The threat actor also uses social networking platforms such as LinkedIn to engage with victims before delivering malicious links in a bid to improve its hit ratio. TA444 has demonstrated an understanding of English, Spanish, Polish and Japanese, according to a previous report.
Supply Chain Attacks
Another key trend observed between 2022 and 2023 is the increased level of APT targeting of vulnerable regional managed services providers to initiate supply chain attacks.
Proofpoint researchers said regional MSPs protect hundreds of SMBs but have limited and often non-enterprise-grade cybersecurity defenses, which are more easily exploited by the APT actors. The researchers said "regional MSPs are targeted in phishing campaigns within geographies that align with the strategic collection requirements of APT actors."
The group TA450, also known as MuddyWater and attributed to Iran's Ministry of Intelligence and Security, targeted two Israeli regional MSPs and IT support businesses via a phishing email campaign in mid-January 2023 (see: Iranian APT: New Methods to Target Turkey, Arabian Peninsula).
The emails from a compromised email address at an Israeli medium-sized financial services business included a link to the cloud hosting provider OneHub. Once clicked, this link directed the victim to a Zip archive that contained a legitimate installer executable file for the remote administration tool Syncro.

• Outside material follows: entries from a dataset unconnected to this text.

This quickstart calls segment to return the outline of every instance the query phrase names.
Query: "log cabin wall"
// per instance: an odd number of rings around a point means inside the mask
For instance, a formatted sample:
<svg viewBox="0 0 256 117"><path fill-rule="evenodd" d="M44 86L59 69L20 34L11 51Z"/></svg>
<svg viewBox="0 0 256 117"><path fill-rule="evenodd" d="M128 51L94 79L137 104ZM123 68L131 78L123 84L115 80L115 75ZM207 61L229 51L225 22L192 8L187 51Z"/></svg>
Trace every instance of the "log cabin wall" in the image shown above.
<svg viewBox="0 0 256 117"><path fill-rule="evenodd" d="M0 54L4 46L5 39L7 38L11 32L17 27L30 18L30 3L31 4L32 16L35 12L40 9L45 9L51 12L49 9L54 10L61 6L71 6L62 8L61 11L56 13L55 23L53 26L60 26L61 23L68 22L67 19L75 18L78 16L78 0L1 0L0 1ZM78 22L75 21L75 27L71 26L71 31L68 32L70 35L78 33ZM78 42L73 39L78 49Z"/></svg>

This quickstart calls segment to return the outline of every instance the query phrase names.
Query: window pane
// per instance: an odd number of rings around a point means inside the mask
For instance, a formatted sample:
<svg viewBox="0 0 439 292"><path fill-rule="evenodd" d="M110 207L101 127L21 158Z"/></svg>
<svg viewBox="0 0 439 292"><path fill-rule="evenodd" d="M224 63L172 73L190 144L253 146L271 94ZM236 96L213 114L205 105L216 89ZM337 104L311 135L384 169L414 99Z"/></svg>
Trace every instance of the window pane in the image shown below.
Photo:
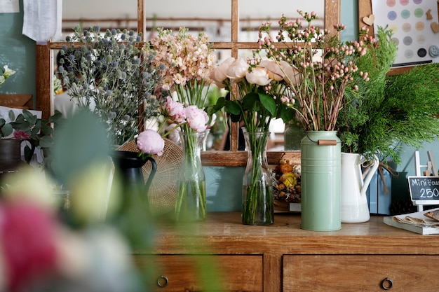
<svg viewBox="0 0 439 292"><path fill-rule="evenodd" d="M267 5L264 0L239 0L239 41L257 42L257 29L262 23L271 21L277 28L276 22L283 13L290 20L299 17L297 9L316 12L319 21L314 22L314 25L323 27L325 0L271 0L269 3L270 5Z"/></svg>
<svg viewBox="0 0 439 292"><path fill-rule="evenodd" d="M185 27L189 32L205 32L210 41L231 39L231 0L222 0L221 5L213 6L210 1L168 0L165 4L146 0L144 9L147 32L156 27L178 31Z"/></svg>
<svg viewBox="0 0 439 292"><path fill-rule="evenodd" d="M137 0L74 0L62 1L62 39L80 25L107 29L137 30Z"/></svg>

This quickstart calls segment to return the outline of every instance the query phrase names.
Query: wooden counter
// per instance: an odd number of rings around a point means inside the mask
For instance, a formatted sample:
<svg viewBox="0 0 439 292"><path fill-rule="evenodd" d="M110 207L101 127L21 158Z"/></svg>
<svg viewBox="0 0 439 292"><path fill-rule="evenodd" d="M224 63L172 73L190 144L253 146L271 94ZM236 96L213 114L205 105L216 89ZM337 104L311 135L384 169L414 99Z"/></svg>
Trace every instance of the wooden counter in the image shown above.
<svg viewBox="0 0 439 292"><path fill-rule="evenodd" d="M154 291L205 289L188 264L200 258L227 275L219 281L223 291L384 291L390 286L391 291L433 291L439 286L438 238L388 226L382 216L316 232L300 229L299 214L278 214L273 225L251 226L241 223L239 212L212 212L203 223L160 224L154 239L151 249L134 251L139 267L158 263Z"/></svg>

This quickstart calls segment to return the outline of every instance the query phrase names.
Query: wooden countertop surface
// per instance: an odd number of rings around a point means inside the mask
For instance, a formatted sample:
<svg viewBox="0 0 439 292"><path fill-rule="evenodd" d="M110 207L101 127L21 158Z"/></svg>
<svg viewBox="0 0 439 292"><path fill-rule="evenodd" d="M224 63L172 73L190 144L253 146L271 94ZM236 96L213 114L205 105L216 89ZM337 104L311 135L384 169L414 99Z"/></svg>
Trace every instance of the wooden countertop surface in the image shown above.
<svg viewBox="0 0 439 292"><path fill-rule="evenodd" d="M381 216L330 232L301 229L299 214L276 214L267 226L241 220L241 212L208 212L205 222L161 223L153 247L134 254L439 254L438 235L389 226Z"/></svg>

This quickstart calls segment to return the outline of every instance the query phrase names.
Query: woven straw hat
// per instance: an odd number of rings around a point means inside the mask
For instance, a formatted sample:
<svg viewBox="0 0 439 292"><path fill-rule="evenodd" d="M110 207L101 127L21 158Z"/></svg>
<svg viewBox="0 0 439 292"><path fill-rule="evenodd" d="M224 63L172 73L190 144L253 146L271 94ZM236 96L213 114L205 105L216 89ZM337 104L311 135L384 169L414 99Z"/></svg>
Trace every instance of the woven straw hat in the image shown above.
<svg viewBox="0 0 439 292"><path fill-rule="evenodd" d="M153 156L157 163L157 169L148 190L148 202L151 214L154 216L162 215L174 209L177 194L175 178L183 157L183 150L178 144L166 138L164 140L163 154L161 156ZM126 143L118 150L140 151L135 140ZM151 173L151 163L147 162L142 166L142 172L146 181Z"/></svg>

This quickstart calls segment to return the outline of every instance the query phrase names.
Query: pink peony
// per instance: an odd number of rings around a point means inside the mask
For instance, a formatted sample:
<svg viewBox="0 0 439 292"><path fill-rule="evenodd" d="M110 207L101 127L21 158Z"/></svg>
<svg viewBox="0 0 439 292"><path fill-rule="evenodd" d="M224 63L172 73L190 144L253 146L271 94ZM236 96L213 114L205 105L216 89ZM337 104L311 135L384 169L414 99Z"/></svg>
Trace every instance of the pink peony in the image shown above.
<svg viewBox="0 0 439 292"><path fill-rule="evenodd" d="M186 120L191 129L201 133L207 128L209 116L205 111L196 106L189 106L186 108Z"/></svg>
<svg viewBox="0 0 439 292"><path fill-rule="evenodd" d="M163 153L165 140L154 130L147 129L139 134L137 141L137 148L144 153L157 154L158 156Z"/></svg>
<svg viewBox="0 0 439 292"><path fill-rule="evenodd" d="M0 204L0 258L8 291L29 291L28 285L56 270L56 218L26 202Z"/></svg>
<svg viewBox="0 0 439 292"><path fill-rule="evenodd" d="M182 123L186 118L184 106L182 104L175 102L171 97L168 97L165 107L170 118L175 123Z"/></svg>
<svg viewBox="0 0 439 292"><path fill-rule="evenodd" d="M14 137L16 139L29 139L30 136L27 134L27 132L23 131L22 130L18 130L13 133Z"/></svg>

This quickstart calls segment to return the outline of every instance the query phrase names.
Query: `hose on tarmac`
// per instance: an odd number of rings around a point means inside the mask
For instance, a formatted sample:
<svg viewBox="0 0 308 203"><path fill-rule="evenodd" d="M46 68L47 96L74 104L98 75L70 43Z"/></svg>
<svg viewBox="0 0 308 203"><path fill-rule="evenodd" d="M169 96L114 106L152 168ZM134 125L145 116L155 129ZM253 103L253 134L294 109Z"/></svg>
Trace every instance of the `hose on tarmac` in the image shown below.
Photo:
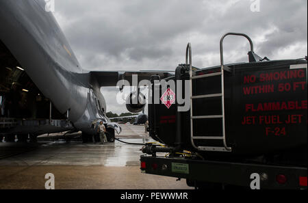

"While Syncro is a legitimate remote administration tool used in businesses, in this context, once installed on the target host, threat actors would be able to utilize the remote administration tool like a remote access Trojan and conduct additional intrusion activities, likely through both native tools and proprietary malware," the researchers said.
They also said TA450 has an interest in targeting regional technology providers to gain access to downstream SMB users via supply chain attacks originating against vulnerable regional MSPs.